UN 2023 Water Conference: Statement by Dr Musonda Mumba to Interactive Dialogue 3: Water for climate, resilience and environment
United Nations Conference on the Midterm Comprehensive Review of the Implementation of the Objectives of the International Decade for Action, “Water for Sustainable Development”, 2018–2028
New York, 22–24 March 2023
Agenda Item 9. Interactive Dialogue - Water for Climate, Resilience and Environment: Source to Sea, Biodiversity, Climate, Resilience and Disaster Risk Reduction.
Statement
Dr. Musonda Mumba, Secretary General, Convention on Wetlands
Excellencies, ladies and gentlemen
Almost all water used for human consumption is drawn directly or indirectly from wetlands, which contribute to keeping drinking water clean and safe, provide water for food crops, help ensure the safety and wellbeing of people by buffering water extremes, and play a critical role in regulating global and local climate.
Extensive wetland degradation and loss has put this at risk. By some estimates as much as a third of the world’s wetland area may have been lost in the few decades since the the last UN water conference.
We can not address our water and sustainable development needs without wetlands.
The UN 2023 Water Conference, and the Kunming-Montreal Global Biodiversity Framework adopted at CBD COP15 just a few months ago, provide opportunity for change – and perhaps our last genuine opportunity to turn trends before critical thresholds are crossed.
It is an opportunity to ensure that the crucial role of wetlands in the water cycle, in the climate system, and for biodiversity, is understood and recognized across society and sectors.
It needs to include radical scaling up of wetland protection and restoration, including wetlands in national target setting for 2030, integrating ambitious wetland actions in climate change mitigation and adaptation plans, and measuring progress towards our common goals through wetlands.
It needs redoubled efforts to strengthen data on wetland extent, condition, their contributions to people, and the pressures that drive wetland loss, and to ensure such data are available to and applied in decision-making.

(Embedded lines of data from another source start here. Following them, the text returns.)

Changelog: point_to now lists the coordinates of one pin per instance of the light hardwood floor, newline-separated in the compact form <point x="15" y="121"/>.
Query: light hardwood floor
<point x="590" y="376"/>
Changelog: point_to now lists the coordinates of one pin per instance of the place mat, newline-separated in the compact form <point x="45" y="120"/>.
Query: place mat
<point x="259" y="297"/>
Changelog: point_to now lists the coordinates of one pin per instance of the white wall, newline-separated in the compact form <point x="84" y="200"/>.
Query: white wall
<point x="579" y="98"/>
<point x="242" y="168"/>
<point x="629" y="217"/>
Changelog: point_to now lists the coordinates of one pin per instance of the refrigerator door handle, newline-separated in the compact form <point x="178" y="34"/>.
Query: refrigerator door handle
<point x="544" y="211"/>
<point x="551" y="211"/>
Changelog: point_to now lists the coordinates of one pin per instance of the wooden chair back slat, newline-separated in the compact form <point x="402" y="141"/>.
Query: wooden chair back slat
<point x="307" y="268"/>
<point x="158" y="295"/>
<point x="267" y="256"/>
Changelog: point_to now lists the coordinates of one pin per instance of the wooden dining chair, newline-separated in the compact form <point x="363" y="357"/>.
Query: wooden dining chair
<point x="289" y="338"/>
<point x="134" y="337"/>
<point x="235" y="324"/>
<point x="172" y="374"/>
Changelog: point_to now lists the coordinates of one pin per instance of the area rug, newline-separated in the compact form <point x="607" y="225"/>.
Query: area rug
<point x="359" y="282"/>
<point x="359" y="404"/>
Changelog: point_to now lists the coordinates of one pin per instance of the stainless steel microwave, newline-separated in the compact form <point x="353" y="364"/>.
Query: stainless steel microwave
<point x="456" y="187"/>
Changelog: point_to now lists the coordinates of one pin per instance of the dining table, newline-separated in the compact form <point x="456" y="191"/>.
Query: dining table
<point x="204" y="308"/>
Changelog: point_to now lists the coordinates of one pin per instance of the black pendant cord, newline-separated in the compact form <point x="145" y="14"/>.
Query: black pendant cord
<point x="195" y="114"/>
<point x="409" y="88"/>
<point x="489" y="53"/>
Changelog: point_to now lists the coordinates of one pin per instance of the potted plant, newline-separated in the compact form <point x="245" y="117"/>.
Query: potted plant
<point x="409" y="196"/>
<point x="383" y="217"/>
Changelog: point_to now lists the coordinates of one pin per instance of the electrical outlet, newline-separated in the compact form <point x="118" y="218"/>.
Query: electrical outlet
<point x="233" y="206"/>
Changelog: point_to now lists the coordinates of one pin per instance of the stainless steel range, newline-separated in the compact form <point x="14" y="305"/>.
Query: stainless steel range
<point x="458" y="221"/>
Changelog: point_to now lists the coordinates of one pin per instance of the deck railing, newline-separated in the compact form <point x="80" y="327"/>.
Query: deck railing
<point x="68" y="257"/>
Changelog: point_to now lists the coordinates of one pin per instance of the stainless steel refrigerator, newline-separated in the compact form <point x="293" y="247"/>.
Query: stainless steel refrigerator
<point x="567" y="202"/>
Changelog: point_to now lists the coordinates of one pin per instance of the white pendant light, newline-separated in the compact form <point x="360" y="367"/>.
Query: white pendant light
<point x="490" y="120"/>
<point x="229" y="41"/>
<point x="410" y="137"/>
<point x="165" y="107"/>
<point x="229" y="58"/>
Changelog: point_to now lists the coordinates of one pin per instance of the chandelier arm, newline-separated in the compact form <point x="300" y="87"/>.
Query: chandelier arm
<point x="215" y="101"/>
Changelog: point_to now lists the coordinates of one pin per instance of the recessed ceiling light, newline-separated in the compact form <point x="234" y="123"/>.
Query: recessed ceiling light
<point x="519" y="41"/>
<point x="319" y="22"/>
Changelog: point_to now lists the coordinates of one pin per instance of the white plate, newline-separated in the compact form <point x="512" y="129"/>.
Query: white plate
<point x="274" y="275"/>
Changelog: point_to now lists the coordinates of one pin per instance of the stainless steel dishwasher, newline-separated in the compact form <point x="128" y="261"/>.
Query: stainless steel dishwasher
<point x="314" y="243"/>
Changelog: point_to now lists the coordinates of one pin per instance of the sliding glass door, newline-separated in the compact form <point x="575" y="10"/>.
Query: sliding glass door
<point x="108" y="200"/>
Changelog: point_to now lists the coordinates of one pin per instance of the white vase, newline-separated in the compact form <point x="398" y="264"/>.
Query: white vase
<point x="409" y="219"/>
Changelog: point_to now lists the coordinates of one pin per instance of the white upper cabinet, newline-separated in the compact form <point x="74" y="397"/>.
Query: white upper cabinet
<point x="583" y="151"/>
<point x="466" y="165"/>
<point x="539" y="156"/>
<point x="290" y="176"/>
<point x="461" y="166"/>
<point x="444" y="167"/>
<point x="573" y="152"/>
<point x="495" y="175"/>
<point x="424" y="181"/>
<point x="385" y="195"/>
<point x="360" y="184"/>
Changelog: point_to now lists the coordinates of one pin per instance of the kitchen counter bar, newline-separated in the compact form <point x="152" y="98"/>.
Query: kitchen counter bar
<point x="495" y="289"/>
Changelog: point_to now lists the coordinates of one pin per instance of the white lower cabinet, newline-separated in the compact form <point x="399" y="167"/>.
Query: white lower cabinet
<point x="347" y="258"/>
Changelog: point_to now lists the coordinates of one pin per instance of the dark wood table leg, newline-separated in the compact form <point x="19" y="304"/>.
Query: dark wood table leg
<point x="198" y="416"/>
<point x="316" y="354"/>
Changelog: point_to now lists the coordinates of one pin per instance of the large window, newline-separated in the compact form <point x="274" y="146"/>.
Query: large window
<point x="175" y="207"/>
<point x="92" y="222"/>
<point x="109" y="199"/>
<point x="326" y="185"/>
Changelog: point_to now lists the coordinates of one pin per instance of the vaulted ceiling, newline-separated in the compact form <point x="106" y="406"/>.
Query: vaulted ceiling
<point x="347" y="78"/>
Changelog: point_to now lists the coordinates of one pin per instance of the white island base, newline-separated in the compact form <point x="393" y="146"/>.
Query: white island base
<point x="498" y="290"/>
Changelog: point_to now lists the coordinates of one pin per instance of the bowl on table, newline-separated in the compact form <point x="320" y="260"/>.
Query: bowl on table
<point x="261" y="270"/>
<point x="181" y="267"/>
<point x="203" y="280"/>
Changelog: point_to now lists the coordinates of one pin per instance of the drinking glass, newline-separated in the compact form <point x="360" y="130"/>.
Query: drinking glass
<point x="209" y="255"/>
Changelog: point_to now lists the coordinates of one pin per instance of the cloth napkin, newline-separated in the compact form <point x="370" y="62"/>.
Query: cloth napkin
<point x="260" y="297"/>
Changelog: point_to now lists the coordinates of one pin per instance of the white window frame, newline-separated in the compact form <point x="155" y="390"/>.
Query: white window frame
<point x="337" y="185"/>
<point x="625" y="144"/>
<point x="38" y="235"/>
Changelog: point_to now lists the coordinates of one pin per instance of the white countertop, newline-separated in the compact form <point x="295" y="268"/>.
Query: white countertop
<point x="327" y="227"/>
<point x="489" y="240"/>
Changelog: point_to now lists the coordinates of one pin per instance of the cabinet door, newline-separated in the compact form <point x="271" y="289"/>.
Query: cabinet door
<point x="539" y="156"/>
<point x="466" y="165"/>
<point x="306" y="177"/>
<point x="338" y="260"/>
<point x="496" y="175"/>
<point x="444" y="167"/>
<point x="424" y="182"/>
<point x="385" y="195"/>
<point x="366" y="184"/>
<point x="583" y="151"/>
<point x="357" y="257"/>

It means redirecting incentives that currently degrade wetlands and water resources towards protecting and restoring natural capital and promoting sustainable food production.
It means increasingly making wetlands a part of sustainable, livable cities.
This requires collaboration, at international level, to fully leverage the existing governance framework in a synergistic manner, including the Convention on Wetlands as the lead partner in addressing inland water under the CBD.
It needs collaboration across all stakeholder groups, and importantly with Indigenous and local peoples that are often the best stewards of the environment.
And it means significantly increasing investment.
I hope the outcomes of this dialogue, and the UN 2023 Water Conference, will help catalyze this change.